Minor suggestion: In my case an agent's goal is to invoke one particular tool, but needs to use a few others tools to get there. I imagine this may be a fairly common usecase.
If you agree, there's two ways the library could make that usecase even easier to handle:
(1) Similar to the ModelSettings.tool_choice
parameter, allow tool_use_behaviour
to be a str
that matches a tool name. And the behaviour would be "stop after the named tool has been called".

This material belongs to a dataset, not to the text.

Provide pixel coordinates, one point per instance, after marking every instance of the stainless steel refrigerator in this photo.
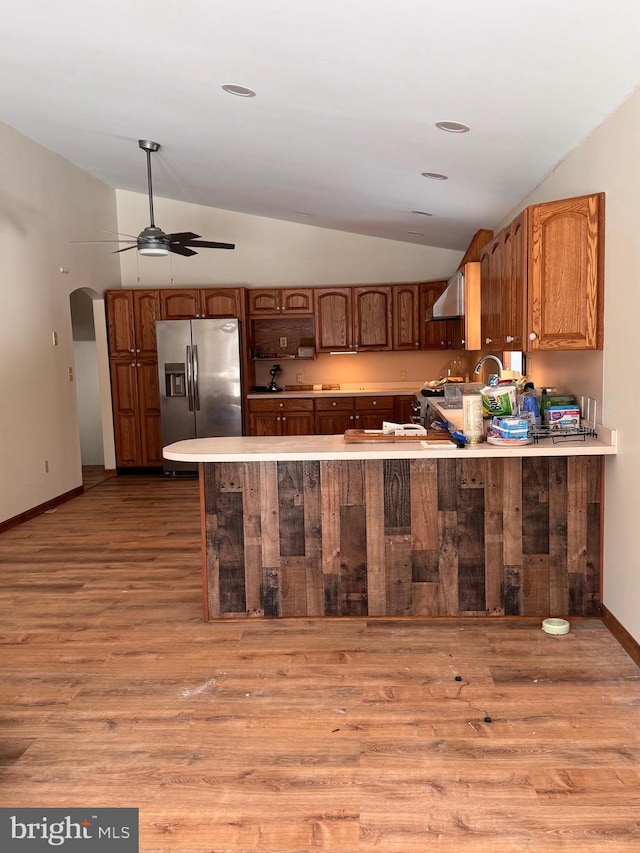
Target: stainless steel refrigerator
(199, 374)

(2) Or, provide a factory function similar to the below:
def stop_after_tool_use(tool: str | FunctionTool) -> ToolsToFinalOutputFunction:
if isinstance(tool, FunctionTool):
tool = tool.name
def custom_tool_use_behavior(context, results):
for result in results:
if tool == result.tool.name:
return ToolsToFinalOutputResult(is_final_output=True, final_output=result.output)
return ToolsToFinalOutputResult(is_final_output=False, final_output=None)
return custom_tool_use_behavior
# Usage example:
@function_tool
def get_foo_id(user_input):
...
@function_tool
def get_bar_id(user_input):
...
@function_tool
def get_large_dataset(foo_id, bar_id):
...
agent = Agent(
name="Foo Agent",
instructions="Using your tools, retrieve the requested dataset.",
tools=[get_foo_id, get_bar_id, get_large_dataset],
tool_use_behavior=stop_after_tool_use(get_large_dataset),
)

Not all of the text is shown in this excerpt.